Johannesburg - The Competition Tribunal of South Africa has agreed to indefinitely postpone a hearing regarding a R7bn merger between Vodacom [JSE:VOD] and Neotel.

This comes after Vodacom released a market update earlier on Monday, saying the company is exploring a “revised transaction structure” regarding the Neotel deal.

Vodacom in its statement said the revised transaction discussions “will directly impact the extent of the approval being sought from the Competition Tribunal and the scope of the Competition Tribunal hearing”.

The Competition Tribunal then on Monday morning announced a delay in the meeting, which was expected to hear challenges from intervening parties such as Telkom [JSE:TKG], Cell C and MTN [JSE:MTN]. The Independent Communications Authority of South Africa and economic development and telecommunications ministers were also set to attend.

But now the hearing is off.

“Vodacom and Neotel have until December 7 to inform the tribunal and intervening parties, which include Telkom, MTN, Cell C and Dimension Data, whether the transaction will be cancelled or be continued in an amended form. A pre-hearing will then be heard on December 10 to determine how to proceed,” said the Competition Tribunal in a statement.
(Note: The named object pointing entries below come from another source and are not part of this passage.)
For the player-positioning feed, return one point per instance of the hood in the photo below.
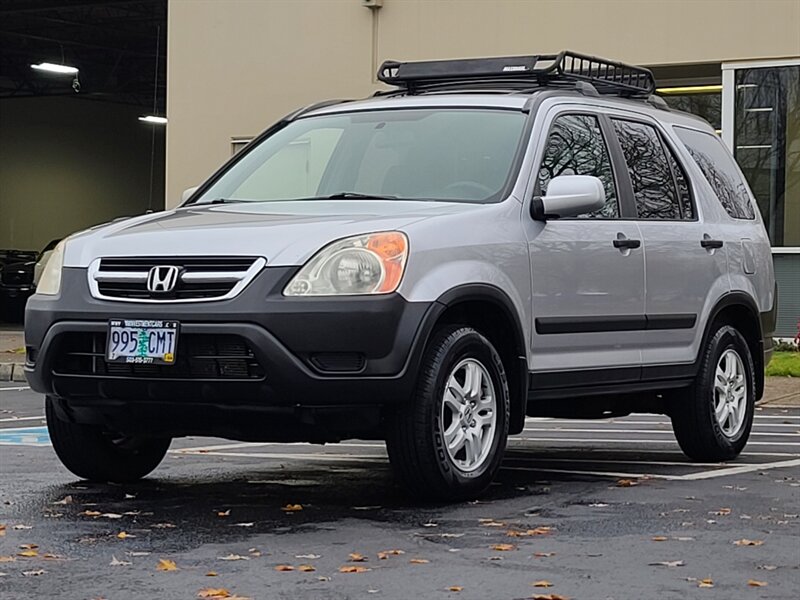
(285, 233)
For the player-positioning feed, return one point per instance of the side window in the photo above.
(654, 186)
(720, 170)
(576, 146)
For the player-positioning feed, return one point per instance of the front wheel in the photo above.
(713, 421)
(447, 443)
(92, 453)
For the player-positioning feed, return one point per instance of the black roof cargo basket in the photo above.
(520, 73)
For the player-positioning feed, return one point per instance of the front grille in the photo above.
(199, 356)
(199, 278)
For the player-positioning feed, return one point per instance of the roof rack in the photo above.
(520, 73)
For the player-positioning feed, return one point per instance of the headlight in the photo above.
(50, 281)
(364, 264)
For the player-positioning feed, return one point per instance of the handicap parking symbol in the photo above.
(24, 436)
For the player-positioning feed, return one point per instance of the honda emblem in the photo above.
(162, 278)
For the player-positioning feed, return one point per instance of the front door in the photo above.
(587, 272)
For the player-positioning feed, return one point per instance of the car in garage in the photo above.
(489, 239)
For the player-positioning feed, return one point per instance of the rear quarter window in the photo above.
(720, 171)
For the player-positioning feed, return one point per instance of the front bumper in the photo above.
(286, 335)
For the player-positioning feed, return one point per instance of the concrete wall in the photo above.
(67, 164)
(234, 66)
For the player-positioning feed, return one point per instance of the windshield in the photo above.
(461, 155)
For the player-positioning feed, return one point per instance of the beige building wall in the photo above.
(67, 163)
(235, 66)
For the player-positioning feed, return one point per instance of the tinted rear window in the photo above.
(720, 170)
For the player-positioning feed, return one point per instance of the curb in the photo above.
(12, 372)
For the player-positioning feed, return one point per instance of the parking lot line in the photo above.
(14, 389)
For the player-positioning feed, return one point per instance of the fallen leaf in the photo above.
(357, 557)
(668, 563)
(165, 564)
(504, 547)
(214, 593)
(353, 569)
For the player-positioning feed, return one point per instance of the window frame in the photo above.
(750, 197)
(623, 203)
(668, 146)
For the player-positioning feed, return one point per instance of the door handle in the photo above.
(710, 244)
(626, 243)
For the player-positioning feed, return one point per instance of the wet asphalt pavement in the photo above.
(596, 509)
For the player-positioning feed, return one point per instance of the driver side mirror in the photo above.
(187, 193)
(569, 196)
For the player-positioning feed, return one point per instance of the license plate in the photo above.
(142, 341)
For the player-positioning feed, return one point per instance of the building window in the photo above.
(766, 144)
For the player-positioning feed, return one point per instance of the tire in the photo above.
(419, 431)
(705, 429)
(97, 455)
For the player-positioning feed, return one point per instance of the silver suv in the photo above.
(491, 239)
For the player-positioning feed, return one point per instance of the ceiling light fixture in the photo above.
(154, 119)
(57, 69)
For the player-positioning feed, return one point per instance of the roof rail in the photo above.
(520, 73)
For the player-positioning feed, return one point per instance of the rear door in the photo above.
(685, 260)
(587, 272)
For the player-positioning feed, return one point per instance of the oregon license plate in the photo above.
(142, 341)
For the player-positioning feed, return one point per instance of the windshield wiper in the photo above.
(354, 196)
(223, 201)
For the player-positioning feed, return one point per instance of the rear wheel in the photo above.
(93, 453)
(712, 422)
(447, 443)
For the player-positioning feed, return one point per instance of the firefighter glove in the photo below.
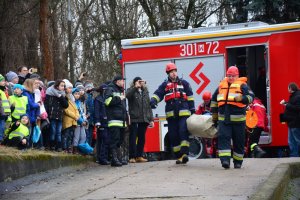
(153, 103)
(238, 98)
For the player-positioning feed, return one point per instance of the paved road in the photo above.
(199, 179)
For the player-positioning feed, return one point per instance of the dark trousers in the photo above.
(137, 139)
(102, 144)
(67, 138)
(178, 135)
(116, 137)
(236, 132)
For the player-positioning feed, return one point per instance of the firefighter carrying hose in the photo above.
(228, 107)
(179, 100)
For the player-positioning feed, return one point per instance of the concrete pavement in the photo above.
(199, 179)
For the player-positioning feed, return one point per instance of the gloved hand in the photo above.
(238, 98)
(98, 124)
(153, 103)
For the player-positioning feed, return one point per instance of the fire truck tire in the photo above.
(196, 148)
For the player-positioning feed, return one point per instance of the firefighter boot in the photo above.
(114, 159)
(258, 152)
(183, 159)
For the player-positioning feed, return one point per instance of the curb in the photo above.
(14, 168)
(276, 184)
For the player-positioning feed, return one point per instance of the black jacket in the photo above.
(55, 106)
(139, 105)
(100, 111)
(115, 107)
(292, 110)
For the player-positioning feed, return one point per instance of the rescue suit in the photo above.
(231, 118)
(179, 106)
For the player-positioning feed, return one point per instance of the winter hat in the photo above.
(18, 86)
(11, 76)
(50, 83)
(1, 77)
(68, 83)
(79, 86)
(137, 79)
(118, 77)
(74, 90)
(88, 86)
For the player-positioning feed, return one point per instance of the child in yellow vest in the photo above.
(17, 135)
(18, 102)
(4, 107)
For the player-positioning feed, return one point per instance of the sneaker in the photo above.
(226, 164)
(141, 159)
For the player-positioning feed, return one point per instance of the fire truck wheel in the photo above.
(196, 148)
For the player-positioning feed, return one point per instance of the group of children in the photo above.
(61, 113)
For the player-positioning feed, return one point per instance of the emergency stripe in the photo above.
(225, 153)
(118, 123)
(233, 118)
(238, 156)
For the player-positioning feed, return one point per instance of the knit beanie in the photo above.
(11, 76)
(18, 86)
(68, 83)
(1, 77)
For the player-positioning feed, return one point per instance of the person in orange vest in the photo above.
(262, 125)
(228, 106)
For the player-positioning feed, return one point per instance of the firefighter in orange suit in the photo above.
(228, 107)
(180, 105)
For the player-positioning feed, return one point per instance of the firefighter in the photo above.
(115, 103)
(228, 107)
(179, 100)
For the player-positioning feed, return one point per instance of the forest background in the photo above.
(63, 38)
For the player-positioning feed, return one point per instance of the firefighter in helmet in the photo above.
(228, 107)
(180, 105)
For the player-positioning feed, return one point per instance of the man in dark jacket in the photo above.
(115, 102)
(141, 116)
(292, 117)
(100, 119)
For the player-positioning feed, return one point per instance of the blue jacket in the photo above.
(33, 110)
(178, 96)
(100, 111)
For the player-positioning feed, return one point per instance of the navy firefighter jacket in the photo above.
(178, 97)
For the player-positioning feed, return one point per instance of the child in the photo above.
(4, 107)
(18, 102)
(79, 132)
(17, 135)
(55, 104)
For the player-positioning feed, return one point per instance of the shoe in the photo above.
(237, 165)
(183, 159)
(141, 159)
(258, 152)
(226, 164)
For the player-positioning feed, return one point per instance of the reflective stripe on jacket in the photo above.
(5, 102)
(22, 131)
(20, 104)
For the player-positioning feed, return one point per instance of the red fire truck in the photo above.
(202, 56)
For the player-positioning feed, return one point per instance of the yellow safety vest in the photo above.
(5, 102)
(20, 105)
(21, 131)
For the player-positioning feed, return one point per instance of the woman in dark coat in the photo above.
(141, 117)
(292, 117)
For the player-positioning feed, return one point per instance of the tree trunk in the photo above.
(44, 39)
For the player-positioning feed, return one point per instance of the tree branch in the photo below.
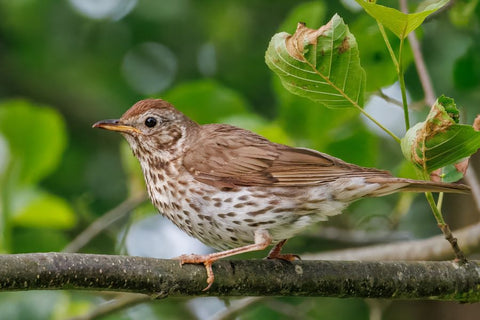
(434, 248)
(393, 280)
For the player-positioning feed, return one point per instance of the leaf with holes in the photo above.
(396, 21)
(440, 141)
(322, 65)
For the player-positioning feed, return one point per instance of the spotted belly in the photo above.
(229, 218)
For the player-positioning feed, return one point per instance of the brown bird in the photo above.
(237, 191)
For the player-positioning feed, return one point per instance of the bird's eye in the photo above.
(150, 122)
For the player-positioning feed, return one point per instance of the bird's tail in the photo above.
(390, 185)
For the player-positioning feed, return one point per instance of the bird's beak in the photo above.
(115, 125)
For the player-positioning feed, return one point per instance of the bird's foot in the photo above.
(275, 253)
(206, 260)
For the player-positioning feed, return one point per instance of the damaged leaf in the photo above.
(440, 142)
(401, 24)
(320, 64)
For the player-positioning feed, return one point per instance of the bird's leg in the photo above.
(262, 240)
(275, 253)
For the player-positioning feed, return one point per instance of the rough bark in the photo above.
(393, 280)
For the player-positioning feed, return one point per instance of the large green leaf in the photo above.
(322, 65)
(36, 137)
(401, 24)
(439, 141)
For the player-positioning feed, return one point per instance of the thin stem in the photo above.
(459, 255)
(425, 79)
(401, 79)
(440, 201)
(387, 43)
(436, 212)
(366, 114)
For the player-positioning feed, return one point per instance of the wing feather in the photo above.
(229, 156)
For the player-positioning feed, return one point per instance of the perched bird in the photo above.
(237, 191)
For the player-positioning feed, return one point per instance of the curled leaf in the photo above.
(440, 141)
(320, 64)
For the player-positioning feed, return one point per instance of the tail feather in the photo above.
(400, 184)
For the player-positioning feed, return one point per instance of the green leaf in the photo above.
(36, 137)
(401, 24)
(133, 170)
(374, 55)
(439, 141)
(310, 125)
(206, 101)
(38, 209)
(322, 65)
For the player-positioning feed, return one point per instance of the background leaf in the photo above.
(206, 101)
(42, 210)
(401, 24)
(322, 65)
(36, 137)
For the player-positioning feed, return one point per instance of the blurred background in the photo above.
(67, 64)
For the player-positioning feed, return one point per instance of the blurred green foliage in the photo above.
(66, 64)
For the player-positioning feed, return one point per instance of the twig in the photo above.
(472, 180)
(445, 280)
(103, 222)
(440, 11)
(124, 301)
(388, 99)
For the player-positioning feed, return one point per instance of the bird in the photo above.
(235, 190)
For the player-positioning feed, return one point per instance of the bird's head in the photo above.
(152, 126)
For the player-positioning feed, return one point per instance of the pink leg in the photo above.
(262, 240)
(275, 253)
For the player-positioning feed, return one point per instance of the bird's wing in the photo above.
(227, 156)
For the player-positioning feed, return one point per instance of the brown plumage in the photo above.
(232, 188)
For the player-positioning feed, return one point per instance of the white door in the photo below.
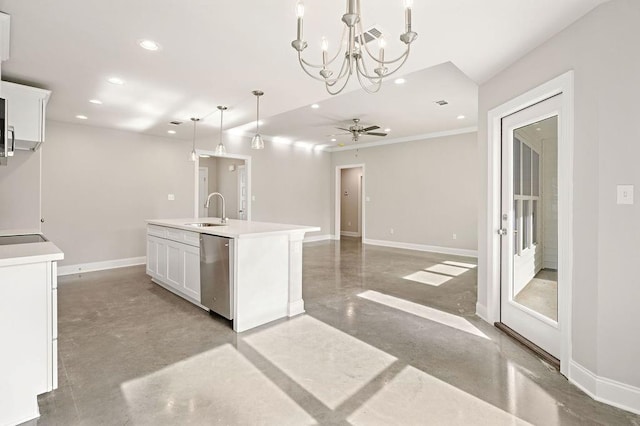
(242, 192)
(203, 189)
(529, 247)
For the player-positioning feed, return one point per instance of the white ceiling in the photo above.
(217, 52)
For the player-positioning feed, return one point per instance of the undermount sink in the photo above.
(205, 225)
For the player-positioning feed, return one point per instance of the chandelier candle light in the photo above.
(220, 149)
(356, 46)
(193, 150)
(257, 142)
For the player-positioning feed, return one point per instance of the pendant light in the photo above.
(220, 149)
(193, 150)
(257, 142)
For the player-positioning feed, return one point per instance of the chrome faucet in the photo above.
(223, 219)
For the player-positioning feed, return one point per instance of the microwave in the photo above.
(7, 145)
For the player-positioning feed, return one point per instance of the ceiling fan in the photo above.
(356, 130)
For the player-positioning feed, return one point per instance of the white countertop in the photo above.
(233, 228)
(20, 254)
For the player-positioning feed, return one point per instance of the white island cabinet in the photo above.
(28, 328)
(265, 264)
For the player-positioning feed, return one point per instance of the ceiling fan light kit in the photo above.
(356, 51)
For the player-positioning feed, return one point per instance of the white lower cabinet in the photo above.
(174, 263)
(29, 332)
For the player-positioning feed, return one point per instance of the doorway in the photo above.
(529, 252)
(501, 240)
(349, 215)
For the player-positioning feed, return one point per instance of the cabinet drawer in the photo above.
(157, 231)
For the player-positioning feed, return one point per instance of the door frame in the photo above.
(338, 202)
(196, 173)
(562, 84)
(200, 169)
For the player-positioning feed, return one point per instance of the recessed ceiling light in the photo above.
(116, 80)
(149, 45)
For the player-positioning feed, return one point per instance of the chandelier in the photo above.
(356, 50)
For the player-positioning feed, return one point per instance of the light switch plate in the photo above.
(625, 194)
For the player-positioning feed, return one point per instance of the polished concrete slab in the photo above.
(541, 294)
(373, 348)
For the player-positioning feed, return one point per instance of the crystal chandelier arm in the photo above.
(330, 61)
(389, 62)
(375, 77)
(375, 82)
(331, 82)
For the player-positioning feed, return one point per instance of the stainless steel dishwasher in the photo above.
(215, 277)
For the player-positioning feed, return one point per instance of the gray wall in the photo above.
(20, 192)
(602, 48)
(99, 185)
(425, 190)
(350, 199)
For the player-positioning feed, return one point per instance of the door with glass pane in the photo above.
(529, 259)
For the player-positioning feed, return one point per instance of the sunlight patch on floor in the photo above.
(220, 385)
(329, 364)
(447, 269)
(414, 397)
(461, 264)
(422, 311)
(429, 278)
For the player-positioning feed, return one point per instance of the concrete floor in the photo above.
(541, 294)
(373, 348)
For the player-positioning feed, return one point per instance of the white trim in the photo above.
(481, 311)
(562, 84)
(101, 266)
(349, 234)
(338, 196)
(413, 138)
(422, 247)
(605, 390)
(247, 163)
(314, 238)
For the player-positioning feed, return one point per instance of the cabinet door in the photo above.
(152, 256)
(192, 271)
(175, 265)
(25, 106)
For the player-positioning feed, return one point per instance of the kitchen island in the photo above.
(28, 323)
(265, 265)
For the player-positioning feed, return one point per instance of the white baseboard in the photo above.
(481, 311)
(605, 390)
(101, 266)
(422, 247)
(349, 234)
(315, 238)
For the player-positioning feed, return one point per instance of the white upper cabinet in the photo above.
(26, 108)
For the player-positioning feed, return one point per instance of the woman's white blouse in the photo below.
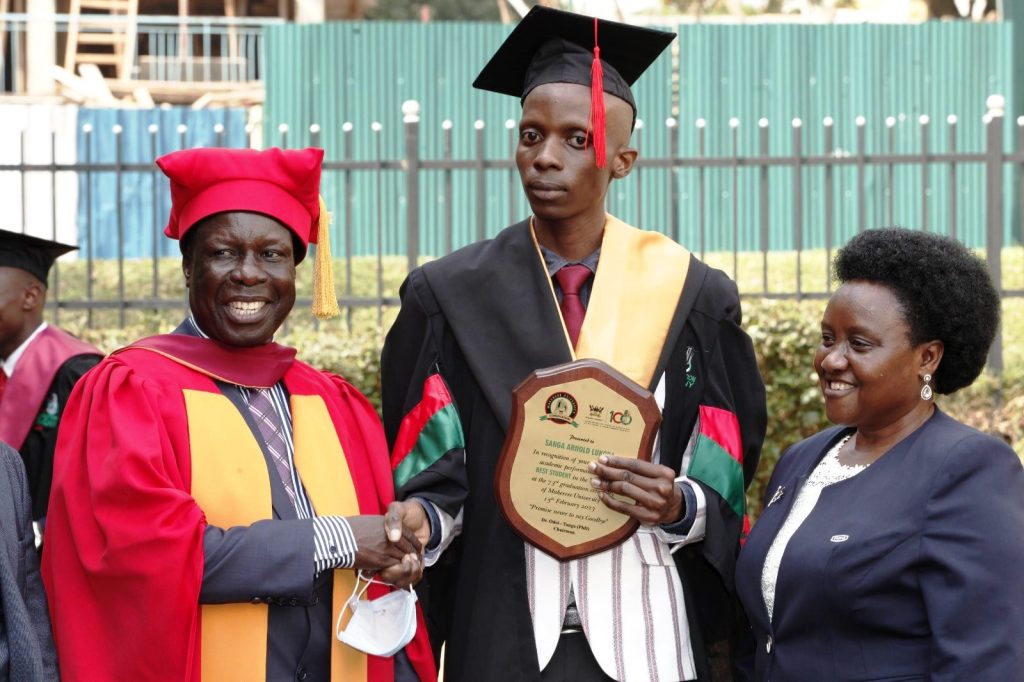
(827, 471)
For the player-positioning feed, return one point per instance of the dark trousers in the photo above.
(573, 661)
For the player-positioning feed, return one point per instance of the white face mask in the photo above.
(380, 627)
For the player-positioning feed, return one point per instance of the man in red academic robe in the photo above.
(40, 363)
(212, 494)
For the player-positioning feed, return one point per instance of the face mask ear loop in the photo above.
(353, 598)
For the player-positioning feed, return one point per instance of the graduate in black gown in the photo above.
(41, 363)
(572, 282)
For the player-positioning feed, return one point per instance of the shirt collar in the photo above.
(11, 360)
(555, 262)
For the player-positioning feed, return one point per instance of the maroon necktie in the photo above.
(571, 279)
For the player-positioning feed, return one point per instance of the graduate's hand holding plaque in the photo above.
(563, 419)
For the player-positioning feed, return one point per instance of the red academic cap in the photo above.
(281, 183)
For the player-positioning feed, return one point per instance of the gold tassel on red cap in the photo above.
(325, 300)
(597, 103)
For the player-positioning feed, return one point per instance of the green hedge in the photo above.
(784, 335)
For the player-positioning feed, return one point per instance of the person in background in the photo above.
(26, 643)
(890, 546)
(569, 283)
(41, 363)
(214, 497)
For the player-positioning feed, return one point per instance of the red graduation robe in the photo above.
(124, 560)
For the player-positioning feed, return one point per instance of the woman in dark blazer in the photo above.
(26, 643)
(892, 547)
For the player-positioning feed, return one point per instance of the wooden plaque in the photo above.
(563, 418)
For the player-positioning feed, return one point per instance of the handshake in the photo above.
(392, 545)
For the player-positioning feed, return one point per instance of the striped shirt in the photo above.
(334, 544)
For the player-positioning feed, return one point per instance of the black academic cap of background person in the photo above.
(555, 46)
(32, 254)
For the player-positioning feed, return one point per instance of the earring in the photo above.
(926, 390)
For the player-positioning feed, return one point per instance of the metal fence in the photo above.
(168, 49)
(809, 235)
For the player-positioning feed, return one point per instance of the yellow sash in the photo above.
(230, 483)
(636, 290)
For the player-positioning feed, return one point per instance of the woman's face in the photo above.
(868, 371)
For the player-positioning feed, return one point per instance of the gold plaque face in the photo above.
(562, 419)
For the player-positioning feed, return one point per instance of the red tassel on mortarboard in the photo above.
(597, 102)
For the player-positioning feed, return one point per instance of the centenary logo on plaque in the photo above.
(560, 408)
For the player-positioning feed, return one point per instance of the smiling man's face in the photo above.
(240, 269)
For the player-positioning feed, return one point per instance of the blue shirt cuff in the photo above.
(683, 525)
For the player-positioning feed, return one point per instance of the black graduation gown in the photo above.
(484, 317)
(37, 451)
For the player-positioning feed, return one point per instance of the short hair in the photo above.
(944, 290)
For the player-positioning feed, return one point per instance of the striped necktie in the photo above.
(268, 422)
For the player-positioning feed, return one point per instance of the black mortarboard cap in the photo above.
(555, 46)
(32, 254)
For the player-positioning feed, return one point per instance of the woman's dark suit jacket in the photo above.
(26, 643)
(912, 569)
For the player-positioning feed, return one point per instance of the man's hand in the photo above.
(375, 550)
(401, 520)
(653, 487)
(408, 515)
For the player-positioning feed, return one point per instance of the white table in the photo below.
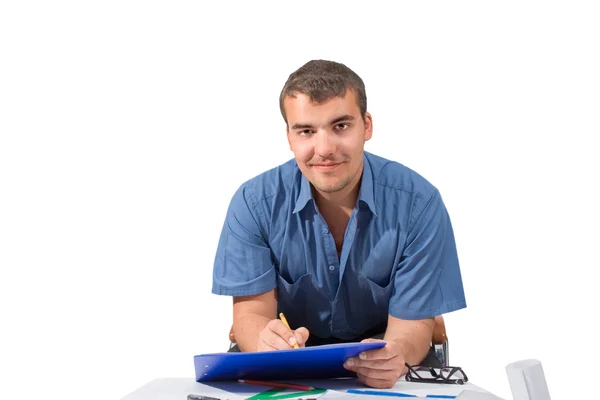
(179, 388)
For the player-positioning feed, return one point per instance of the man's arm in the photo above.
(408, 341)
(251, 314)
(257, 328)
(412, 336)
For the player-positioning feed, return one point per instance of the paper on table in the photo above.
(334, 395)
(472, 395)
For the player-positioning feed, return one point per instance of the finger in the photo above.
(278, 328)
(269, 340)
(376, 382)
(383, 353)
(302, 335)
(385, 365)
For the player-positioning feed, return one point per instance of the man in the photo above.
(348, 245)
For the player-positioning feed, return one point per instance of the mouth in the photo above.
(326, 166)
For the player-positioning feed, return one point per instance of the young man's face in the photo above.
(328, 139)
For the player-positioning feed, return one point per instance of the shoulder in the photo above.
(270, 183)
(391, 176)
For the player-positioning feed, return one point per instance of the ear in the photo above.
(368, 126)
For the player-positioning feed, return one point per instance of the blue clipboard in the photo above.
(315, 362)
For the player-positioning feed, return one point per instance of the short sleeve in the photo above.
(428, 280)
(243, 263)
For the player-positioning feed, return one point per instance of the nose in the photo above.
(325, 143)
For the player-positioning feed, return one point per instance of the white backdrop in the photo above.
(127, 126)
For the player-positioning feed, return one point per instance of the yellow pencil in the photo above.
(282, 317)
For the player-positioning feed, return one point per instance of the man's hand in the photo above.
(379, 368)
(277, 336)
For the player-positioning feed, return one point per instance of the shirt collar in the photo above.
(365, 194)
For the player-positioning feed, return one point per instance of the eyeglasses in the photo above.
(417, 373)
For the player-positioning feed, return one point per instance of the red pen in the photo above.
(277, 384)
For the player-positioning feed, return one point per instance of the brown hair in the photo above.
(322, 80)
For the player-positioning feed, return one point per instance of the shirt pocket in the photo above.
(304, 303)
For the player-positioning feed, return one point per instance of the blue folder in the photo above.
(315, 362)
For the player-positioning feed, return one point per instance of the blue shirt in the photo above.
(398, 256)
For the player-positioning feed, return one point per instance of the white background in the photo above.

“If it is decided the merger will continue in an amended form, then new negotiations will be required to decide whether the hearing can continue as part of the present process. The merging parties did not want to give further information about the negotiations because of their commercially sensitive nature,” said the tribunal.

Vodacom, at the time of writing, had not responded to Fin24's request for comment.

The move by Vodacom to push for a revised transaction structure comes after Neotel placed its chief executive officer Sunil Joshi and chief financial officer Steven Whiley on special leave in July amid an investigation into bribery.

At the time, The Mail & Guardian reported that Neotel stands accused of making illicit payments of R91m in fees to a ‘letterbox company’ company called ‘Homix’ to win a R1.8bn telecoms services contract from transport parastatal Transnet.

Vodacom is majority owned by the UK’s Vodafone, which is listed on the London Stock Exchange (LSE). The LSE has strict requirements, with the likes of its Bribery Act which seeks to tackle bribery regardless of whether it took place in the UK.